For a while, we face one another.
And then we don't and I see Ahn Mi Hyun again.
Like she had always been there.
She's smiling and I smile and Shizuka smiles. I blink.
"We'll talk to you later," Shizuka says.
And then we're walking the other way; Shizuka is holding my hand, and my feet are lethargic. I feel like my body is still numb, rooted to the ground with some unseen force, catching my ankles. I can't feel my toes. Something extraordinary had taken place, something I can't understand, and still, something extraordinary continues to happen. I begin to see them reflected in each student that passes by. For a split second, whether my delusion or not, they seem to flicker like a bad TV signal. In the flicker, if I am careful, I can almost make out black suits, black ties, black pants, black shoes.
Had it been the same in the lecture room? They could have easily appeared and sat amongst us, disguised, imposing, silent. Black heads that we saw, looking at the professor, became cropped black heads, that slowly turned on their spots, swiveling to look at us through cold, dark sunglasses.

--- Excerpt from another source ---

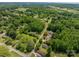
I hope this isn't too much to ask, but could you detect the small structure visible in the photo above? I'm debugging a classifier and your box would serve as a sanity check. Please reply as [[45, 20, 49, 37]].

"I see what you see, I know what you know." She's breathless and I feel the warmth of her hand. I squeeze it. It gives me no comfort but she's there and we are one.
"So you don't know everything," I say.
"I'm figuring this out as we go, just as much as you are."
I tell her that's not very reassuring and she lets go of my hand. Ahn Mi Hyun's poster is still clutched in my other. Its red background and white digital letters seem to vibrate with some unfamiliar life. I can't tell if the paper is trembling or I'm trembling.
"Maybe some of them, like Mi Hyun, is just close to becoming a real Image? What do we do now?"
"Keep moving," she says without looking back, "they'll make their move. This was just a warning, a message, like the poster, but things are happening faster than expected."
I ask if that's good but she says nothing.
We come to a stop. We're back in the lobby now. The sails of the ship are still fanning out, undergraduates rushing to and fro, in or out of its gaping mouth. The System expects discipline and order, schedules and silence, university community and scholarship, assignments and presentations and essays and exams. Students are expected to be no different than a worker in a factory, and no better than a product. Commodities to be bought and sold. The university manufactures obedient students for the workforce. The workforce manufacturers products for the System. The System consumes both workers and products. The System owns all.
The System and its puppets spin around us.